Cray XC30 systems use dual-socket compute nodes with 2 dies. For 16-CPU Cray XC30 compute node processors, NUMA nodes 0 and 1 have eight CPUs each (logical CPUs 0-7, 8-15 respectively). If your applications use Intel Hyperthreading Technology, it is possible to use up to 32 processing elements (logical CPUs 16-23 are on NUMA node 0 and CPUs 24-31 are on NUMA node 1). Even if you PE and threads are bound to a specific numa_node, the memory used does not have to be ‘local’

aprun memory affinity options (see also man apron)
- Suggested setting is –ss (a PE can only allocate the memory local to its assigned NUMA node. If this is not possible, your application will crash.)

Some basic aprun examples

Assuming a XC30 with Sandybridge nodes (32 cores per node with Hyperthreading)
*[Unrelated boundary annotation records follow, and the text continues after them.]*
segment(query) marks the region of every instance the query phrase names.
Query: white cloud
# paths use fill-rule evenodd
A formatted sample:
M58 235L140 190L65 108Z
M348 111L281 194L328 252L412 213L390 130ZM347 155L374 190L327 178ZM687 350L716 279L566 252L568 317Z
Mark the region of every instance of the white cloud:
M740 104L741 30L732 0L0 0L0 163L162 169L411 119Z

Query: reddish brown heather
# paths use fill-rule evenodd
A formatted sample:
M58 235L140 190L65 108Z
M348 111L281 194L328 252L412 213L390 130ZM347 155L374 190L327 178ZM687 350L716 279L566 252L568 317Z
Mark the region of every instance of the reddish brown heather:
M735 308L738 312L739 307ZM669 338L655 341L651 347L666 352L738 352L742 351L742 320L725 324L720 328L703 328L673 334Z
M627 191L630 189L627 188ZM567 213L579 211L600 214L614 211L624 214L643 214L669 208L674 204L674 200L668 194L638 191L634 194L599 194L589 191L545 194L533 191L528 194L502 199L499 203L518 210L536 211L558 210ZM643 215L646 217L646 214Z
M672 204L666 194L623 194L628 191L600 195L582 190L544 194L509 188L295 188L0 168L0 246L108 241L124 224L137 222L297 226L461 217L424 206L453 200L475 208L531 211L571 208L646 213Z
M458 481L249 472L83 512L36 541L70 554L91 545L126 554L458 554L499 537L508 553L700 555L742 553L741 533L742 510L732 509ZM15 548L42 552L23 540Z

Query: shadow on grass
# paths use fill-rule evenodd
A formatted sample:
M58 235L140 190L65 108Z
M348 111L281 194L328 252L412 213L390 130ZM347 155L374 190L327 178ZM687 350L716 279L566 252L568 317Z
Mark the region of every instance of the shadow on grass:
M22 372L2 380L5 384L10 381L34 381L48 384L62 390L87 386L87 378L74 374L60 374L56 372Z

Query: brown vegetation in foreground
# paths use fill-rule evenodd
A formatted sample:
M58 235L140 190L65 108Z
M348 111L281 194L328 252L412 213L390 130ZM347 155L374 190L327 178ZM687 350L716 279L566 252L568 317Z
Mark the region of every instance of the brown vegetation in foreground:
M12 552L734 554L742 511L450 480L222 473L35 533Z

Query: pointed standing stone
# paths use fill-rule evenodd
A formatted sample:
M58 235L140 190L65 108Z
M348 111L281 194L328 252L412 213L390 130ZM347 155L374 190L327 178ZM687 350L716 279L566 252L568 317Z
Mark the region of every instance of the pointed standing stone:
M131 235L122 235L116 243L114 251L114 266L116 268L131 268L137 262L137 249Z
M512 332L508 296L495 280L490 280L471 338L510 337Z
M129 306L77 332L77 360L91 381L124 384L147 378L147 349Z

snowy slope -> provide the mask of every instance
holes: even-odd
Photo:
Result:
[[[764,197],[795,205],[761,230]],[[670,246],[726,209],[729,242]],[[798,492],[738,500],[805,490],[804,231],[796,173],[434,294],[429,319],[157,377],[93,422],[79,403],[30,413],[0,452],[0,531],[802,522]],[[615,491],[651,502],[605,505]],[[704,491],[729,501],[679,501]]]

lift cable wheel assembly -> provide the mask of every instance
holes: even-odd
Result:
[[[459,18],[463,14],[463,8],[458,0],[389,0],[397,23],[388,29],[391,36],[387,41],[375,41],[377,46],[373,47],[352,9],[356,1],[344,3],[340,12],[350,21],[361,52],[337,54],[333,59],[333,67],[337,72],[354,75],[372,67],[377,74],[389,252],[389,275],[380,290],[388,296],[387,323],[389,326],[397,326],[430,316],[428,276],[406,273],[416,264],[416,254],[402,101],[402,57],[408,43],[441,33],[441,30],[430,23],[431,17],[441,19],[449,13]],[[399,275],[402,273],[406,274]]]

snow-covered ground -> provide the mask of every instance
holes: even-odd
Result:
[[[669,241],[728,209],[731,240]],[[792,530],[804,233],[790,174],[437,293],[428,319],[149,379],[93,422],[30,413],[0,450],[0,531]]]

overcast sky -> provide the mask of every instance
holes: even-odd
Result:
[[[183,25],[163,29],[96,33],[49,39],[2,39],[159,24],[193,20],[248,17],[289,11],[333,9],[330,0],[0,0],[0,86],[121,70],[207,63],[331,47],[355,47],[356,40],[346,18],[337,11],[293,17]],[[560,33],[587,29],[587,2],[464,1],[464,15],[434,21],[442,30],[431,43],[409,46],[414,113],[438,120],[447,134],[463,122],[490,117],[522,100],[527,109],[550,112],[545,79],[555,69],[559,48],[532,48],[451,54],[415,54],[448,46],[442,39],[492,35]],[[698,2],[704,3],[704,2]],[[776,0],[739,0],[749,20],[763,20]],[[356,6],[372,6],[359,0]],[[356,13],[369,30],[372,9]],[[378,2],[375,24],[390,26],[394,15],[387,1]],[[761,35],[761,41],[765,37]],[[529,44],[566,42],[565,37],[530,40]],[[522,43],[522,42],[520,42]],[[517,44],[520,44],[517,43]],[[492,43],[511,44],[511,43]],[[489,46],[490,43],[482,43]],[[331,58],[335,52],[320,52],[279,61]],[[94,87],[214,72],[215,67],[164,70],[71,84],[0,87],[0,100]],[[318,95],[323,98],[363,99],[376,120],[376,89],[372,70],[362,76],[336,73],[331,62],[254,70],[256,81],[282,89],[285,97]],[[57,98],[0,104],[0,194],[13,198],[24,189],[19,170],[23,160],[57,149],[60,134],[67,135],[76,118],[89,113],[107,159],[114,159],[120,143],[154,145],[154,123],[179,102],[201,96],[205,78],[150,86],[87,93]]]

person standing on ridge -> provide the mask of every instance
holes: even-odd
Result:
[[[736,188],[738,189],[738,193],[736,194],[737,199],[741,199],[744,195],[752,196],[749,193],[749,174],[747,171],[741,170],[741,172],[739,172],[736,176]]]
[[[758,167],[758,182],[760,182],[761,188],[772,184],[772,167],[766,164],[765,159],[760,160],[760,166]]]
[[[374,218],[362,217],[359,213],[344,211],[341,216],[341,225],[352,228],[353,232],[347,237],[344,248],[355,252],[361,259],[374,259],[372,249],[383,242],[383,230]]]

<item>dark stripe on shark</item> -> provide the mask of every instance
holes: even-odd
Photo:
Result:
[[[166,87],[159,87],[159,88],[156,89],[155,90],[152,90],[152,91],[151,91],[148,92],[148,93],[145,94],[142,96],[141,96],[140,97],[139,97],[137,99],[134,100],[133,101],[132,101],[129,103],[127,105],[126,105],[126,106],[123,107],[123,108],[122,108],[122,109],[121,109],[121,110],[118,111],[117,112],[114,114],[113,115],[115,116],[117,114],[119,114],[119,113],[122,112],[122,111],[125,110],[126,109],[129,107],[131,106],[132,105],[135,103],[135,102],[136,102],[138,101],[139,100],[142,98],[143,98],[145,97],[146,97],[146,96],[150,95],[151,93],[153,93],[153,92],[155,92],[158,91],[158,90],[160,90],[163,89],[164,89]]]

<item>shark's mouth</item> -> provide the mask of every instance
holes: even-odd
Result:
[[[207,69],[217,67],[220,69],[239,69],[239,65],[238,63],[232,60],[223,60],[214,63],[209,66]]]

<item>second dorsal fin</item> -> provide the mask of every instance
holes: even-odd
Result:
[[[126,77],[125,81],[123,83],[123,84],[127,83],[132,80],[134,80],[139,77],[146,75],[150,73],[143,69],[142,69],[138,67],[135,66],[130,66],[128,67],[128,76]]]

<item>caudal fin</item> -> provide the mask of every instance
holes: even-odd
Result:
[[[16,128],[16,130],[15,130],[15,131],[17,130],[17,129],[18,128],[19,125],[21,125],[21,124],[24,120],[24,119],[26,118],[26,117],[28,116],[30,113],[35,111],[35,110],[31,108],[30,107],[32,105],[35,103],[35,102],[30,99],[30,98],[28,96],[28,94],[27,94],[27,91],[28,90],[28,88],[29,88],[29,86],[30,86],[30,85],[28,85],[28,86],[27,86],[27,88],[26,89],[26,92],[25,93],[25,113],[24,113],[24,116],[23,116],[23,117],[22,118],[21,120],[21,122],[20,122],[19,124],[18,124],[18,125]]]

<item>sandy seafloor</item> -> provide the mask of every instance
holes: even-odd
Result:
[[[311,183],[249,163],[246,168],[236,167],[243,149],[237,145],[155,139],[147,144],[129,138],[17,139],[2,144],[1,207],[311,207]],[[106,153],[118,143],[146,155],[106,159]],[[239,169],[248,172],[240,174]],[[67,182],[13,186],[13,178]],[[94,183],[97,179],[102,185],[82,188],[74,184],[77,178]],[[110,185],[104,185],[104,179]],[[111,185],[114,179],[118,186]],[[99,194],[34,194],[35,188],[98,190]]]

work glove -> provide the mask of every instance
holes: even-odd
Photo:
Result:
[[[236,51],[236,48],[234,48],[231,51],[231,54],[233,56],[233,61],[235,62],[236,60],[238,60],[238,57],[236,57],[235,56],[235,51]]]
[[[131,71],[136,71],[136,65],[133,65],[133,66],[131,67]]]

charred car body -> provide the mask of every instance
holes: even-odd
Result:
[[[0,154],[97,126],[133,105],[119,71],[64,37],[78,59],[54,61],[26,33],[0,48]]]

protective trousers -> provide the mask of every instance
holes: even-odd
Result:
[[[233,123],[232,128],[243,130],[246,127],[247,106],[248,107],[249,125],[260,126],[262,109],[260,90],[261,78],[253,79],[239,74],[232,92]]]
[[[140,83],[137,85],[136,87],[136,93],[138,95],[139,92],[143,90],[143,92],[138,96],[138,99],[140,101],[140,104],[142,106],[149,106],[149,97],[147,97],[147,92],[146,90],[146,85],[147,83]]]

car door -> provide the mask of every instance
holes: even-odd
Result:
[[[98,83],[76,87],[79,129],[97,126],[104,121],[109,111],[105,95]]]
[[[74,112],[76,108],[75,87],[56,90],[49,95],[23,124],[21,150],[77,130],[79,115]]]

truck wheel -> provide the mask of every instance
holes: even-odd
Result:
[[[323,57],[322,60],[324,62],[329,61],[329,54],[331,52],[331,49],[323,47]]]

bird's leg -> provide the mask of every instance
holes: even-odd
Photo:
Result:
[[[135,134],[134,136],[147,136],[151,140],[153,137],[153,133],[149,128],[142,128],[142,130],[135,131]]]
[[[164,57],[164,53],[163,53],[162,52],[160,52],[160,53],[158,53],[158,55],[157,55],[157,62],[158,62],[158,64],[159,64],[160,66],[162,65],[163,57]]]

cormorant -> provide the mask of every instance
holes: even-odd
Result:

Pure MPI application , using all the available cores in a node

  aprun -n 32 -j2 ./a.out

Pure MPI application, using only 1 core per node

32 MPI tasks, 32 nodes with 32*32 core allocated can be done to increase the available memory for the MPI tasks

 aprun -N 1 -n 32 -d 32 -j2 ./a.out

Hybrid MPI/OpenMP application, 4 MPI ranks per node

32 MPI tasks, 8 OpenMP threads each need to set OMP_NUM_THREADS

 export OMP_NUM_THREADS=8
 aprun -n 32 -N 4 -d $OMP_NUM_THREADS -j2

MPI and OpenMP with Intel PE

Intel RTE creates one extra thread when spawning the worker threads. This makes the pinning for aprun more difficult.

Suggestions:

Running when “depth” divides evenly into the number of “cpus” on a socket

 export OMP_NUM_THREADS=“<=depth”
 aprun -n npes -d “depth” -cc numa_node a.out

Running when “depth” does not divide evenly into the number of “cpus” on a socket

 export OMP_NUM_THREADS=“<=depth”
 aprun -n npes -d “depth” -cc none a.out

Multiple Program Multiple Data (MPMD)

aprun supports MPMD – Multiple Program Multiple Data.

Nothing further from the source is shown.